Training Configuration
Optimizer: Adam with cosine decay learning rate schedule Loss Function: Sparse Categorical Crossentropy Callbacks:
- Early Stopping (patience=3)
- ReduceLROnPlateau (factor=0.5, patience=2)
- ModelCheckpoint (save best model)
Training and Validation Accuracy Plot
Compared to CNN2, CNN3 shows more stable improvements in both validation accuracy and loss, despite some early fluctuation.
The training metrics still improve steadily, but the validation metrics settle into a clearer upward trend, suggesting better generalization. This improvement is most likely due to the use of cosine decay on the learning rate, which gradually reduces the step size and helps the model converge more smoothly, avoiding the erratic behavior seen in CNN2.
Classification Report
Class | Precision | Recall | F1-score | Support |
---|---|---|---|---|
0 | 0.5451 | 0.6324 | 0.5855 | 612 |
1 | 0.4132 | 0.5213 | 0.4610 | 539 |
2 | 0.8566 | 0.8817 | 0.8690 | 786 |
3 | 0.1982 | 0.3082 | 0.2413 | 146 |
4 | 0.3111 | 0.2477 | 0.2758 | 961 |
5 | 0.1809 | 0.2099 | 0.1943 | 424 |
6 | 0.4955 | 0.5041 | 0.4997 | 974 |
7 | 0.3593 | 0.4911 | 0.4150 | 169 |
8 | 0.2281 | 0.2623 | 0.2440 | 507 |
9 | 0.2837 | 0.2723 | 0.2779 | 672 |
10 | 0.4934 | 0.3662 | 0.4204 | 1013 |
11 | 0.7612 | 0.7241 | 0.7422 | 841 |
12 | 0.2925 | 0.5401 | 0.3795 | 137 |
13 | 0.4351 | 0.3712 | 0.4006 | 1029 |
14 | 0.1483 | 0.2294 | 0.1801 | 170 |
15 | 0.7061 | 0.7219 | 0.7139 | 942 |
16 | 0.5567 | 0.5527 | 0.5547 | 986 |
17 | 0.3205 | 0.4608 | 0.3780 | 306 |
18 | 0.6578 | 0.4985 | 0.5672 | 991 |
19 | 0.2226 | 0.3117 | 0.2597 | 462 |
20 | 0.7539 | 0.5970 | 0.6663 | 2047 |
21 | 0.2828 | 0.3162 | 0.2986 | 525 |
22 | 0.7875 | 0.8743 | 0.8286 | 517 |
23 | 0.8960 | 0.9577 | 0.9258 | 189 |
24 | 0.5753 | 0.5643 | 0.5698 | 521 |
25 | 0.2537 | 0.2913 | 0.2712 | 357 |
26 | 0.3636 | 0.4969 | 0.4199 | 161 |
Metric | Value |
---|---|
Accuracy | 0.5064 |
Macro avg Precision | 0.4585 |
Macro avg Recall | 0.4891 |
Macro avg F1-score | 0.4682 |
Weighted avg Precision | 0.5252 |
Weighted avg Recall | 0.5064 |
Weighted avg F1-score | 0.5115 |
Summary
Three CNN architectures were evaluated on the image classification task.

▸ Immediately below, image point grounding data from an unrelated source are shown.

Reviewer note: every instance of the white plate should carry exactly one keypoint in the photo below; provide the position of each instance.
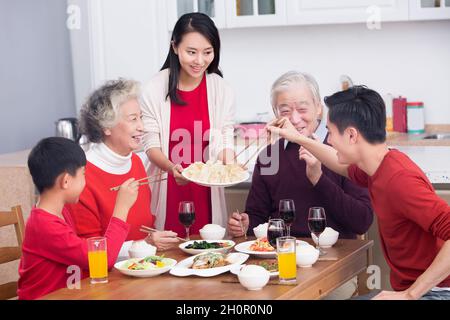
(244, 247)
(228, 184)
(236, 269)
(183, 246)
(170, 263)
(183, 268)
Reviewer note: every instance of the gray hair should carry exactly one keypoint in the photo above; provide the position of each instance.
(101, 109)
(287, 80)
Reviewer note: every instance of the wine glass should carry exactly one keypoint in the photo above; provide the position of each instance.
(275, 229)
(317, 222)
(186, 215)
(287, 213)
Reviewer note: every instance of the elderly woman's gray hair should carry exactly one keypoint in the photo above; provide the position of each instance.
(291, 78)
(101, 109)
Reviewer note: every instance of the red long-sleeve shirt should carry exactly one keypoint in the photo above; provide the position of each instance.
(413, 221)
(51, 245)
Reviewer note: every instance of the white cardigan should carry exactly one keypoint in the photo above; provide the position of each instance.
(156, 117)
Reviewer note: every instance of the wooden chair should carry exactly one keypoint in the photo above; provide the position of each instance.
(8, 254)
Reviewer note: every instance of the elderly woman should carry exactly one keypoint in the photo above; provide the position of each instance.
(111, 120)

- CNN Model 1: Achieved 44.11% accuracy with a macro F1-score of 0.3647
- CNN Model 2: Achieved 52.47% accuracy with a macro F1-score of 0.4564
- CNN Model 3: Achieved 50.64% accuracy with a macro F1-score of 0.4682
CNN Model 2 shows the highest overall accuracy, while CNN Model 3 demonstrates more balanced performance across classes with better recall in many categories.

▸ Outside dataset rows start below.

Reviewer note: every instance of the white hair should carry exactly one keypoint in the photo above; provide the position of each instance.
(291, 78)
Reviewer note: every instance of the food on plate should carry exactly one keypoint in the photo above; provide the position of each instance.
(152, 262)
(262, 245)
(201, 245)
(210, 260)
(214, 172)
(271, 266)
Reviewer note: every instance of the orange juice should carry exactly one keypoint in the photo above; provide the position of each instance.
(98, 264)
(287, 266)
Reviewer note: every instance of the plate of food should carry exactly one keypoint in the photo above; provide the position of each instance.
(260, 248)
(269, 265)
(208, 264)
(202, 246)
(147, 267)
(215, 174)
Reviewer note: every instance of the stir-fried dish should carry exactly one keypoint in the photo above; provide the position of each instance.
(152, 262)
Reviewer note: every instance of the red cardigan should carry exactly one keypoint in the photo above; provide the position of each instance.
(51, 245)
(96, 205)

All models show strong performance on certain classes (particularly classes 2, 11, 15, 22, and 23) while struggling with others (classes 3, 5, 8, and 14). This suggests that some classes have more distinctive visual features than others, or potentially imbalanced representation in the training data.